El Rey Fantasma

Había una vez una época en que fantasmas invisibles asolaban el mundo cada tanto.

Llegaban a los pueblos, deambulaban por las calles, atravesaban las puertas, se escabullian bajo las sábanas.

La gente veía caer enfermos a sus familiares, a sus vecinos, y a sus amigos. Y recuperarse. O a veces no.

Cada año, hasta un millón de personas era la cuota del paso de los fantasmas por el mundo, le informaba un mago a su rey.

Un día, el mago llevó al rey hasta la cueva dónde uno de esos fantasmas dormía. El rey cayó.

El rey cayó, luchando contra el fantasma, informó el mago a la corte. Un nuevo rey subió, y le declaró la guerra a los fantasmas. Se harían todos los esfuerzos para derrotarlos, a cualquier costo.

Más tarde, el fantasma de aquella cueva despertó, como cada vez. A su lado yacia el cuerpo de un humano. Cuando lo tocó, la corona hechizada dejó aquel cuerpo y se pegó a la cabeza de su nuevo dueño. También la capa, que se volvió cómo una niebla oscura, teñida del miedo de la última visión del rey cuando fue empujado.


El fantasma, con su corona y su capa ya no era invisible.

Y así, procedió a iniciar su paseo por el mundo. Entrando a los pueblos y buscando juntarse con los humanos, como cada vez.

Pero, en lugar de ayudarle a pasar de mano en mano, o de boca en boca, como antes, ahora la gente corría antes de que pudiera acercarse, lo señalaban con terror en sus rostros, viendo cómo se acercaba el horrible monstruo coronado como un rey y oscureciendo la luz con su capa de niebla negra. Y se escondieron en sus casas, día y noche.

De sus hermanos mayores, ciertamente fantasmas más grandes, fuertes y terribles, nadie había huido nunca como de este pequeño, al que el miedo acompañaba, viajando sobre la capa que hacía visible al fantasma.

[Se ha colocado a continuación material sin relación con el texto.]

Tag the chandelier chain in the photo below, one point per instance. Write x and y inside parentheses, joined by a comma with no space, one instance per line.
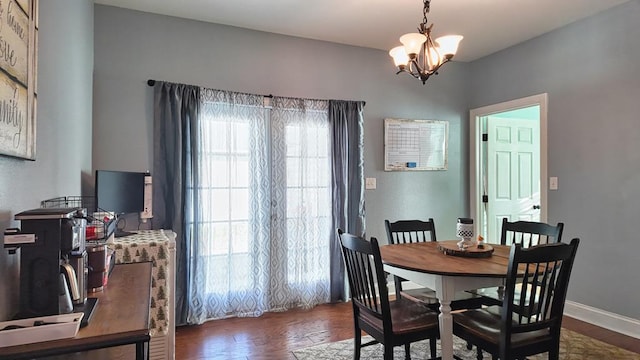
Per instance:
(425,11)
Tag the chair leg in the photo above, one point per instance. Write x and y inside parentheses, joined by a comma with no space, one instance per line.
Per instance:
(432,347)
(388,352)
(357,344)
(407,351)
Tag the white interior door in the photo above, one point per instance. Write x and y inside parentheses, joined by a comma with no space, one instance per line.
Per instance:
(508,171)
(513,168)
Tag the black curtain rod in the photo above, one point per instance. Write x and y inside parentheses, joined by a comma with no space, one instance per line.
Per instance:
(152,82)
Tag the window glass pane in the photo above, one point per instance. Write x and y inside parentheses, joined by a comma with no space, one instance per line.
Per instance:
(239,204)
(217,171)
(219,208)
(293,172)
(241,136)
(240,237)
(219,239)
(240,171)
(216,136)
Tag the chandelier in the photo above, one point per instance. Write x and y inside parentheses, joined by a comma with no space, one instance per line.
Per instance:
(419,56)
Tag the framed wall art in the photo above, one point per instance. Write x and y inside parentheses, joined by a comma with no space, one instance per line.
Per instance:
(18,77)
(415,145)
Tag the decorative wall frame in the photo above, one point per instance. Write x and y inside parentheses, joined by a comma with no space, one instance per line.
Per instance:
(415,145)
(18,77)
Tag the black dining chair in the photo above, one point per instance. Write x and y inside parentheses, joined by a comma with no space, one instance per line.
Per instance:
(535,328)
(390,322)
(412,231)
(527,234)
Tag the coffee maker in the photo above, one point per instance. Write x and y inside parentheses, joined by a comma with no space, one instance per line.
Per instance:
(53,262)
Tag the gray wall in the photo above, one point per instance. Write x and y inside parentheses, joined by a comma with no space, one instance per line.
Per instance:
(590,70)
(63,157)
(131,47)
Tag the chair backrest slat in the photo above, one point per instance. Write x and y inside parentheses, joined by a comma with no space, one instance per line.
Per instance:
(367,281)
(542,286)
(410,231)
(530,233)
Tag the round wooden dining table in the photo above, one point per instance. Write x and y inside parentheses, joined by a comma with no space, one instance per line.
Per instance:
(425,264)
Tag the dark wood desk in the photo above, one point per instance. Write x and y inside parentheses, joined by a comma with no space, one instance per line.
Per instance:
(121,317)
(424,264)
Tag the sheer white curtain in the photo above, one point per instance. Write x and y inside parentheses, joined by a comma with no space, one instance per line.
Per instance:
(301,197)
(262,214)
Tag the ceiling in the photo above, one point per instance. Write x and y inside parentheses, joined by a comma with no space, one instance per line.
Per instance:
(487,25)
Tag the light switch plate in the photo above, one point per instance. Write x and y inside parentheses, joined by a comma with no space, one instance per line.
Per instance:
(369,183)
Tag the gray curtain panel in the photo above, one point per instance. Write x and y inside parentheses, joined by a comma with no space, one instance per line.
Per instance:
(176,108)
(347,173)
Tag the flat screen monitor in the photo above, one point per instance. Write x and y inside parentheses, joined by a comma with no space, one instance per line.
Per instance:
(120,192)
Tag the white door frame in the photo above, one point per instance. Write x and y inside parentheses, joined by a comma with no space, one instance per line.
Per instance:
(475,151)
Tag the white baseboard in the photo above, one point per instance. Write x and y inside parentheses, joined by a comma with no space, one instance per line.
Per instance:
(618,323)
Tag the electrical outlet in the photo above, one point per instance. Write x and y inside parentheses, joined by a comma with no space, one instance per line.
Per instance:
(370,183)
(148,199)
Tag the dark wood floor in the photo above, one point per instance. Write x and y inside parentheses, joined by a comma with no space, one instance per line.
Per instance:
(275,335)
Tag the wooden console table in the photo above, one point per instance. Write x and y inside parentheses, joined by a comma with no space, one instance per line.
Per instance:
(121,317)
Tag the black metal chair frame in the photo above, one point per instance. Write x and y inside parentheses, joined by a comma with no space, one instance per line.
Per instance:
(412,231)
(529,324)
(390,323)
(527,234)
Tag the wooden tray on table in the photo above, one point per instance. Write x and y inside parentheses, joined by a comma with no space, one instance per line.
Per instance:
(450,247)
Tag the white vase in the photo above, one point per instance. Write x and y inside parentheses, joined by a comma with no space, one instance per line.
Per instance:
(464,230)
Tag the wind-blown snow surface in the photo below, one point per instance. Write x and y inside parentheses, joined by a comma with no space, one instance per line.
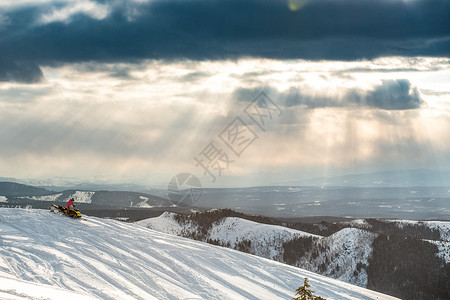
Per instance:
(109,259)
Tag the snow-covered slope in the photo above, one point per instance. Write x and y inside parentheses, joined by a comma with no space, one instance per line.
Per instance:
(442,226)
(108,259)
(344,256)
(262,239)
(346,251)
(12,288)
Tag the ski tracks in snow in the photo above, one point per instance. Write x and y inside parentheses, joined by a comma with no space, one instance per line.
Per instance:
(109,259)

Aunque seguía siendo pequeño, su capa se había vuelto como un gigante que oscurecia el cielo y sonaba como el galope de mil caballos aún días antes de que llegara.

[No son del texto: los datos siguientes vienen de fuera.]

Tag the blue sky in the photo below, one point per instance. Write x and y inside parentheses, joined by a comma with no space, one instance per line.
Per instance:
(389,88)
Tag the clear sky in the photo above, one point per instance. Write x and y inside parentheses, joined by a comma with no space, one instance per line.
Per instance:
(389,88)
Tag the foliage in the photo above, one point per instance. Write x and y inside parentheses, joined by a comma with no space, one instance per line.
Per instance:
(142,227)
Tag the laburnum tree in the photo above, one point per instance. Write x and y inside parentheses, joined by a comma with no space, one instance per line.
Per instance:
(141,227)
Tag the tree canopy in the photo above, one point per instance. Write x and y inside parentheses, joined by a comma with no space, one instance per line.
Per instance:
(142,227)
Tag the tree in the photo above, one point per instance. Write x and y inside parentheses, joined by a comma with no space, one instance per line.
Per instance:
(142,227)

Así, la capa cubrió todo el mundo. Cómo nunca antes.

Ningún esfuerzo fue considerado pequeño para derrotarlo. El nuevo rey prohibió lo que era necesario prohibir y tomó lo que era necesario tomar. Sus enemigos desaparecieron. Las arcas del palacio ahorraban lo que la gente voluntariamente daba, aunque tuviera hambre y pasará penurias, a cambio de su protección.

El tiempo fue pasando. Las estaciones siguieron su curso, como cada vez. También el rey fantasma envejecía e iba adelgazando, a vista de todos. Y aunque era obra del tiempo, cuando el nuevo rey señaló el ocaso, la gente se animó  aplaudíendo como si fuera su victoria.

Así, su época terminó, y el rey fantasma dejó el mundo de regreso a su cueva. Su infame corona se perdió de vista en el horizonte, y la gente salió de sus casas, riendo y celebrando.

Contaron a sus enfermos y muertos. A los tocados por el rey fantasma los marcaron con rojo. Cuando vieron esa mancha en las cifras, todos se asustaron por esa nueva cifra tan horrible. Siempre la habían visto oculta en la suma total. Era el rojo la corona que resaltaba ese número por sobre otros mayores.

Alguien sí notó que la suma de todos era la misma de cada vez.

Ese año, casi un millón de personas fue la cuota del paso de los fantasmas, le informaba el mago al nuevo rey.

No había sido necesario más muertos. Tampoco crear un nuevo monstruo. Solo fue necesario que todos vieran a uno de ellos, aunque fuera el más pequeño, como algo nuevo, y tuvieran miedo.

El miedo, que había llegado atado a la capa mágica, se había vuelto más grande y fuerte que nunca antes. Su cuerpo se extendía ahora por todos los pueblos humanos. Y permaneció incluso después de que todos los fantasmas se habían retirado.

En el castillo, el mago ceñia al nuevo rey la nueva capa y su control.




Contemplando este nuevo mundo desde la entrada de su cueva, el fantasma con su corona se encogió de hombros y se fue a dormir.